MaxCap backs A$400m deal as Australian banks withdraw

MaxCap Group has backed a substantial real estate project in New South Wales as bank finance dries up.

MaxCap Group, a Melbourne-headquartered commercial real estate investment firm, has backed a real estate project worth over A$400 million.

Eddie Law, a Sydney-based investment director at the firm told PDI the real estate investment firm has structured a senior secured debt facility to provide flexible loans to a borrower, alongside an industrial superfund in Australia. Further details on the commitment size of each party were not disclosed.

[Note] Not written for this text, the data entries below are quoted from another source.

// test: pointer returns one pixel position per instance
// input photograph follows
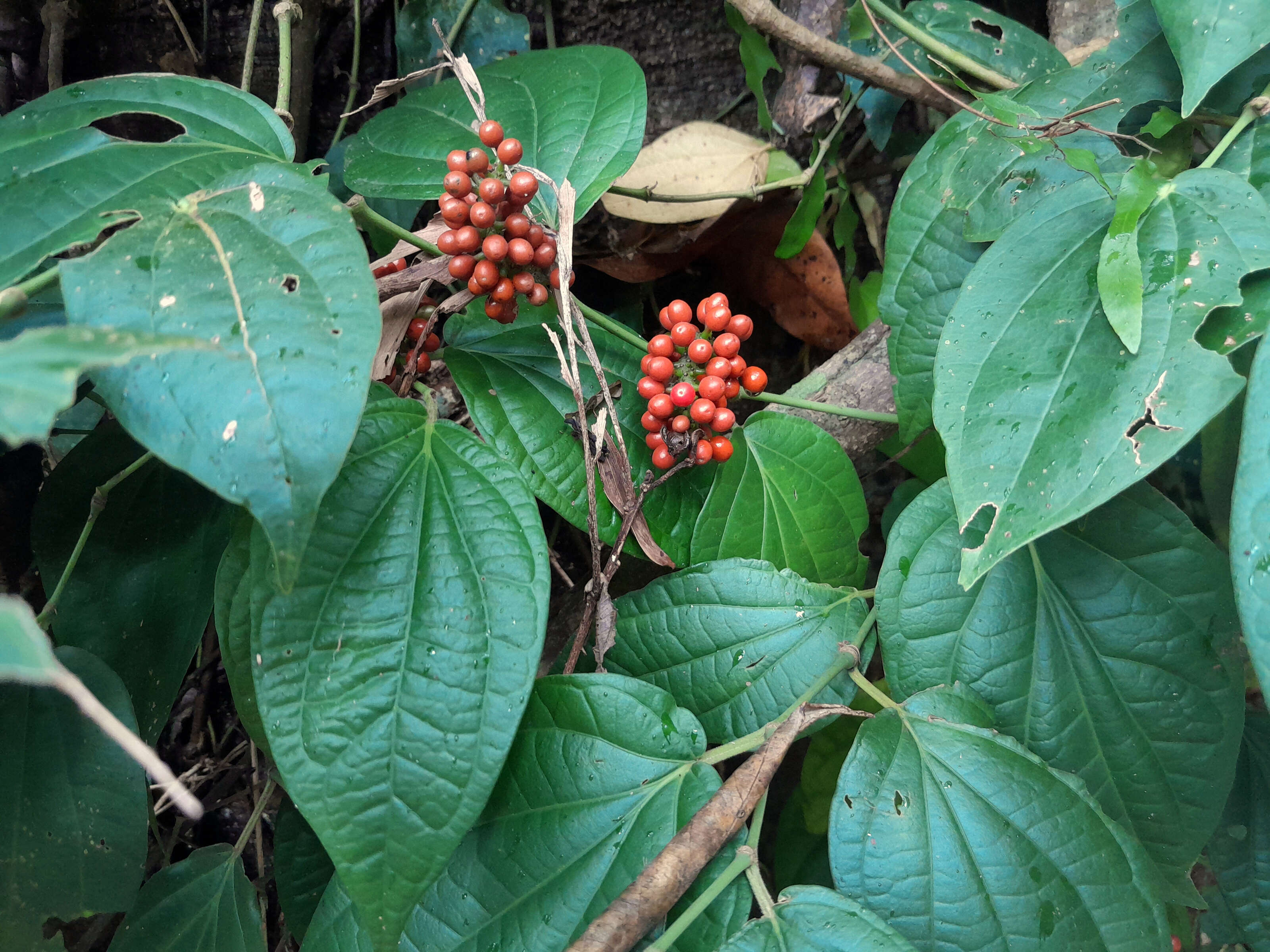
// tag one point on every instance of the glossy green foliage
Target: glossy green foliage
(1211, 38)
(73, 806)
(963, 839)
(202, 904)
(40, 367)
(736, 641)
(392, 678)
(791, 497)
(270, 268)
(1239, 854)
(510, 378)
(141, 592)
(68, 179)
(578, 112)
(816, 919)
(1106, 648)
(1043, 412)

The borrower is Golden Age Group, a Melbourne-headquartered real estate developer. The loan was made to fund the developer’s latest mixed-use project called Park One in Macquarie Park, New South Wales, the latest statement from MaxCap Group shows.

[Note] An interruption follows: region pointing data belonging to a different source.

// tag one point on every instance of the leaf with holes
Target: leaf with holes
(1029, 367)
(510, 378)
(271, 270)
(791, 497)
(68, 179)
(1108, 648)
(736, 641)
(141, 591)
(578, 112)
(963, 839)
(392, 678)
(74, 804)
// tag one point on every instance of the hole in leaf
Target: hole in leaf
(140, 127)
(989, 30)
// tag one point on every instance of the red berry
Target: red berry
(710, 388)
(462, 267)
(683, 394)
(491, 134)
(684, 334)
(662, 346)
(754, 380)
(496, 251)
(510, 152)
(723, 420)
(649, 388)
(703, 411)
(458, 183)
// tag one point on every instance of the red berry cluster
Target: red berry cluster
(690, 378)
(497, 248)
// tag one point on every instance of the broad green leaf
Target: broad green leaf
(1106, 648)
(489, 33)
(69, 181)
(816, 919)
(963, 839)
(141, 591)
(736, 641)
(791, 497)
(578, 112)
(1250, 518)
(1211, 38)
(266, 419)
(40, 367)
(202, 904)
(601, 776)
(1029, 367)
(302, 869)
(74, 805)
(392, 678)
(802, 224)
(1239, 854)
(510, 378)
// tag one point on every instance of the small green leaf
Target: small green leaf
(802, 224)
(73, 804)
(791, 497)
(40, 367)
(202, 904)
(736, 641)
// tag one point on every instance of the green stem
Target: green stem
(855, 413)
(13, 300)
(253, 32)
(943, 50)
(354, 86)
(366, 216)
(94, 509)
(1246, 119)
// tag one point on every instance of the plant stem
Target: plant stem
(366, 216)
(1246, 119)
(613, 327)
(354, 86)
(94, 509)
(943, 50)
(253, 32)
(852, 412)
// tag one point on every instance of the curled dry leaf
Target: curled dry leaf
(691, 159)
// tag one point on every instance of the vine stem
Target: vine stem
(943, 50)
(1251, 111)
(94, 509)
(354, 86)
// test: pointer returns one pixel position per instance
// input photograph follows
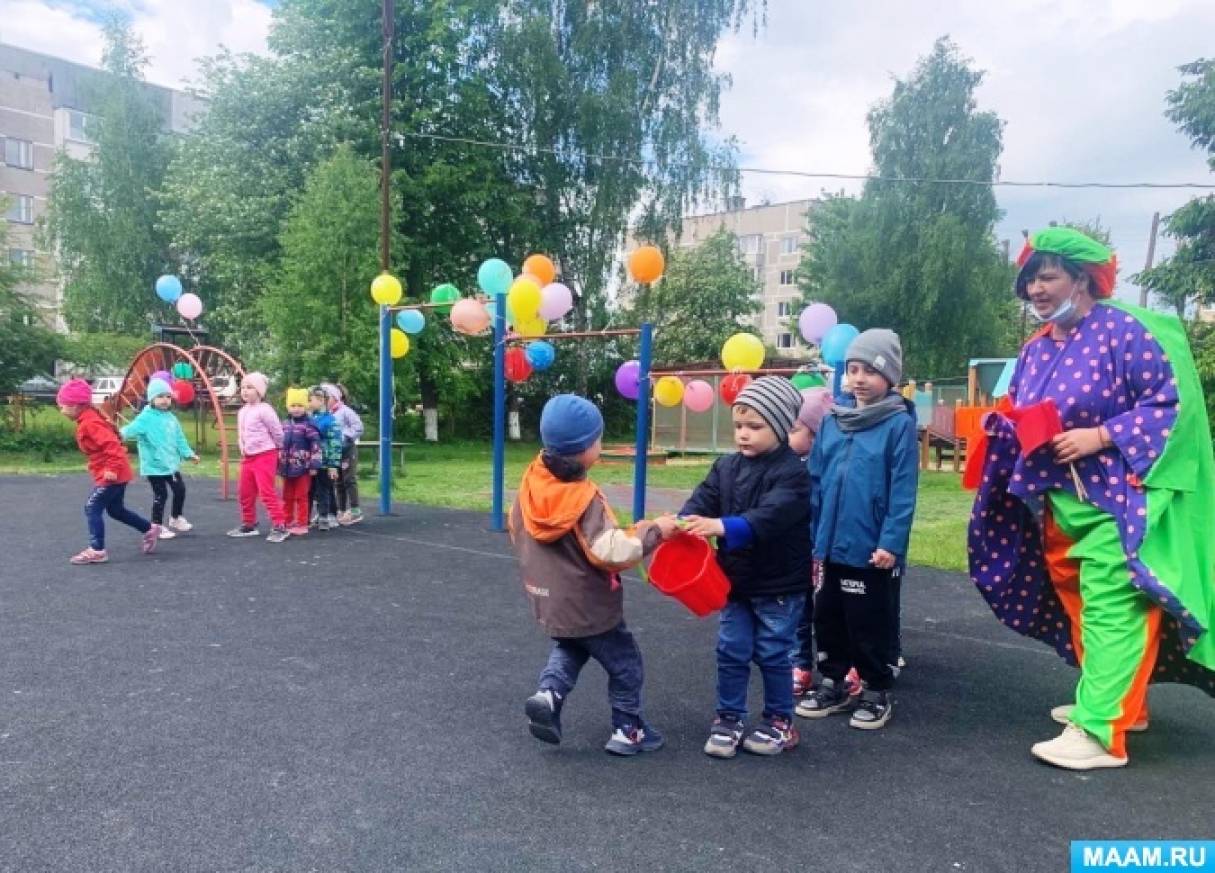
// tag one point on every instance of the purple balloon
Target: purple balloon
(628, 379)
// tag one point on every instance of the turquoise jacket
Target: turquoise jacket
(160, 441)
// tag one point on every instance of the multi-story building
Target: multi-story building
(45, 107)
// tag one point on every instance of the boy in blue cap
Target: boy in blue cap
(571, 554)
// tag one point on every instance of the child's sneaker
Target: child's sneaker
(543, 712)
(724, 737)
(775, 735)
(872, 710)
(89, 555)
(825, 699)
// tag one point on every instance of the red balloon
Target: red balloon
(732, 386)
(518, 366)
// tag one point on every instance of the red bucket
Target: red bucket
(685, 568)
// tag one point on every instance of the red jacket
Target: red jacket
(101, 444)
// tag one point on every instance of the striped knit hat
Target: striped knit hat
(776, 401)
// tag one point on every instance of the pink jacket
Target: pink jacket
(258, 429)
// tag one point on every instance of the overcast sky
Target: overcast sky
(1080, 85)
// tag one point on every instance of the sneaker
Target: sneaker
(543, 712)
(775, 735)
(631, 741)
(872, 710)
(1074, 749)
(1063, 715)
(724, 737)
(826, 699)
(89, 556)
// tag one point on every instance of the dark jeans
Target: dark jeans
(854, 618)
(160, 486)
(759, 629)
(109, 499)
(617, 653)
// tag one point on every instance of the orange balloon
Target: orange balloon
(646, 264)
(541, 266)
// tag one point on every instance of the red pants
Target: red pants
(295, 498)
(258, 480)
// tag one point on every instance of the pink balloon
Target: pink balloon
(190, 306)
(699, 396)
(554, 301)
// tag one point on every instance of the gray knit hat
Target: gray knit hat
(881, 350)
(776, 401)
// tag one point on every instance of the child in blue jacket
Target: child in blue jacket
(864, 469)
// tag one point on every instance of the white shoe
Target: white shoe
(1074, 749)
(1062, 714)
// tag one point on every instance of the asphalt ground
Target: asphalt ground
(352, 701)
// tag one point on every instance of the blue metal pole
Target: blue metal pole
(499, 411)
(643, 423)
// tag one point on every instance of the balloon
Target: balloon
(446, 293)
(732, 386)
(541, 355)
(554, 301)
(411, 321)
(386, 289)
(835, 344)
(469, 317)
(646, 264)
(742, 352)
(815, 321)
(628, 377)
(168, 288)
(399, 344)
(542, 267)
(190, 306)
(518, 367)
(699, 396)
(495, 277)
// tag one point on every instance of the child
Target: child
(111, 471)
(299, 458)
(162, 446)
(757, 502)
(864, 470)
(348, 477)
(331, 460)
(260, 436)
(570, 554)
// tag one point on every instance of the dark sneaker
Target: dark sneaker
(724, 737)
(543, 712)
(830, 697)
(872, 710)
(775, 735)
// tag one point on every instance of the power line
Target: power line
(808, 174)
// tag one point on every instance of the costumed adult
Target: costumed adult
(1096, 499)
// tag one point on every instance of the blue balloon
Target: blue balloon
(835, 344)
(411, 321)
(541, 355)
(168, 288)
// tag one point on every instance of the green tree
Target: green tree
(921, 256)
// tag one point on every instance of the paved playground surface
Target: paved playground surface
(352, 701)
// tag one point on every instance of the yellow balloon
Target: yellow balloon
(668, 391)
(742, 352)
(399, 344)
(386, 289)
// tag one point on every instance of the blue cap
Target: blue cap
(570, 424)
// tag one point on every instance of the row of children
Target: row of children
(812, 516)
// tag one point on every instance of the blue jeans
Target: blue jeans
(108, 498)
(617, 653)
(761, 629)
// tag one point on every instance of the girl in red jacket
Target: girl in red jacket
(111, 471)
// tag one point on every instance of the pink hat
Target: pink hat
(74, 392)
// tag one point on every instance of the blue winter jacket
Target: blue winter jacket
(863, 488)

“Developers [in Australia] generally cannot kick off development projects if they do not have a sufficient pre-sale in place to at least match the level of debt required in the overall financing,” Law noted.

He adds that MaxCap Group’s discretionary and non-discretionary financing platforms can provide more flexible terms, especially in requirements on ‘pre-sale level of debt cover’ compared to other institutional lenders such as large banks in Australia.

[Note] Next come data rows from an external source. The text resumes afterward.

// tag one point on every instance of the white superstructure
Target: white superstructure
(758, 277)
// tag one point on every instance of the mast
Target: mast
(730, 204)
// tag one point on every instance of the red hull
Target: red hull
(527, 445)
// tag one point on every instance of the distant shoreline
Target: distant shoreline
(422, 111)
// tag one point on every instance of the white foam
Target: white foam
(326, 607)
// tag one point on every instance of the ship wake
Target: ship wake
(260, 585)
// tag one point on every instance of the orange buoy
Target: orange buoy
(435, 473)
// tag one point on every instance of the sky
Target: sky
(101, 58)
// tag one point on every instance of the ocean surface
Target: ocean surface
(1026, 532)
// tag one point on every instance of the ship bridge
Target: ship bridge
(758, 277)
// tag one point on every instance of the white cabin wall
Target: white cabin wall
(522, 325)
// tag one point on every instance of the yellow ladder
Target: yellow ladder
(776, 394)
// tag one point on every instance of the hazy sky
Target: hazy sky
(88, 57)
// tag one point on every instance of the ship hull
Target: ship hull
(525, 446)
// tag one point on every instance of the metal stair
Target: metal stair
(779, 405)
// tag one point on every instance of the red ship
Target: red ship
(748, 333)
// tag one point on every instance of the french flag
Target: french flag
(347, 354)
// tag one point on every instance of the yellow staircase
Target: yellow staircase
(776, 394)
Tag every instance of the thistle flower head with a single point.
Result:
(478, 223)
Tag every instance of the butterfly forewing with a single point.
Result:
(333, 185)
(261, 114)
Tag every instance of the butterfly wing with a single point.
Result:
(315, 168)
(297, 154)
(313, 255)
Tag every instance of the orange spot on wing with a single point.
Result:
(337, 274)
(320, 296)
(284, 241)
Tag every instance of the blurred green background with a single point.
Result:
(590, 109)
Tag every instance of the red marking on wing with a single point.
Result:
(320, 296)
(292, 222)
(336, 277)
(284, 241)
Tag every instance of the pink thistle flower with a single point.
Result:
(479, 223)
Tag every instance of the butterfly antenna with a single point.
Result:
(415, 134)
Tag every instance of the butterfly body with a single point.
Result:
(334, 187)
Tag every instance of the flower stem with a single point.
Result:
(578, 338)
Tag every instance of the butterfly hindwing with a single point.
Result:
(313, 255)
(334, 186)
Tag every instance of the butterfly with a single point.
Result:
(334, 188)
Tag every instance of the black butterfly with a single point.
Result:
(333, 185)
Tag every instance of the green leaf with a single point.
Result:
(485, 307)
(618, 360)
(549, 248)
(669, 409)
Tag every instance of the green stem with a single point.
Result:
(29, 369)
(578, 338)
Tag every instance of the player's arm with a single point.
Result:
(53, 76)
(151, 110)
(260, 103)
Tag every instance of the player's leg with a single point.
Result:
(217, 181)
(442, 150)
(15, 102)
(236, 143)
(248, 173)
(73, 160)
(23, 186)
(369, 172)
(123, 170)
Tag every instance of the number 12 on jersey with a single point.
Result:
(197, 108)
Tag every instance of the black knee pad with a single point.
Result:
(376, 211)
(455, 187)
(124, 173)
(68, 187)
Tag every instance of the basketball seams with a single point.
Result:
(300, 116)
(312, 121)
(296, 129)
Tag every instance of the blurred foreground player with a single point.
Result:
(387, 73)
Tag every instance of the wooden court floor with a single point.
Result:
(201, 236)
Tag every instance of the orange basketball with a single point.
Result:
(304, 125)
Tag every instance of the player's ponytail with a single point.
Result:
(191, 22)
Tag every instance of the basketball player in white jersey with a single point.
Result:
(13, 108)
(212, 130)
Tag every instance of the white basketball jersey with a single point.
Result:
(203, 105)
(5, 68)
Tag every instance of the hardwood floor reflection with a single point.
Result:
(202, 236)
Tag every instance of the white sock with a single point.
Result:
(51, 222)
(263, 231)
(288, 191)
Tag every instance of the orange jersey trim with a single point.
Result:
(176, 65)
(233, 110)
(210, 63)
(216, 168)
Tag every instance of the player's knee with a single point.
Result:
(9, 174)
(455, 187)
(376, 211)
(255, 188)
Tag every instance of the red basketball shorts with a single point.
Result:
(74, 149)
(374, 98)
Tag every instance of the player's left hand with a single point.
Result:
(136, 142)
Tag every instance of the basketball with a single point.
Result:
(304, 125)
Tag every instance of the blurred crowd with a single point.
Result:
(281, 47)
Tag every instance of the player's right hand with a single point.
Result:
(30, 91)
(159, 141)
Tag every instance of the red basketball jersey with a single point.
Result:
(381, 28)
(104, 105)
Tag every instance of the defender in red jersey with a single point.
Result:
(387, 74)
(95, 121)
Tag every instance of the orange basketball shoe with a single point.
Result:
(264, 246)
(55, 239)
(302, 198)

Australia and New Zealand Banking Group (ANZ), Commonwealth Bank of Australia (CBA), Westpac, National Australia Bank (NAB), and Macquarie Group are the five largest authorised deposit-taking institutions (ADIs) in Australia.

ADIs refer to corporates with authorised banking business, including banks and credit unions, according to The Australian Prudential Regulation Authority (APRA), the financial industry regulator.

In fact, pre-sale or pre-purchase is a well-known system among Australian real estate debt investors, noted Mark Harrison, a Melbourne-based managing director at Wingate Group, a real estate debt investment firm, speaking at PERE Asia 2018 in Hong Kong on 8 March.

Under the Australian pre-sale contracts, property buyers would typically pay down 10 percent of the total transaction value upon an exchange or an agreement and, later, would pay the remaining 90 percent upon settlement.

Australian banks have been wary of the commercial real estate area for years, particularly on the construction of the development side, according to Tim Roche, a Sydney based senior director and head of Australia and New Zealand for institutions at Fitch Ratings, a New York-headquartered credit rating agency.

According to the latest report released on 21 June by APRA, total commercial property exposures for all ADIs were $273.6 billion as at 31 March 2018 – an increase of $8.8 billion or 3.3 percent, year-on-year. The domestic exposures within Australia were sized at $235.2 billion, accounting for 86 percent of all commercial property exposures.

According to an APRA report, ADIs’ commercial property exposure growth rate has been declining since 2016, from about 12.5 percent in 2016 to 5 percent last year. The largest categories of property exposures were office property and retail property.

The decline in bank lending has seen the rise of alternative finance providers in Australia. Among real estate debt investment firms, PDI understands that Qualitas and Wingate Group have a presence in Australia for real estate debt strategy as of end-2017.

Although Roche at Fitch Ratings sees the potential growth of non-banking financial institutions in the real estate segment, he suspects that this growth will only continue up to a point.

“It [the supply] will tail away over the next 18 to 24 months,” Roche noted, adding that his team has already seen a peak in the supply side.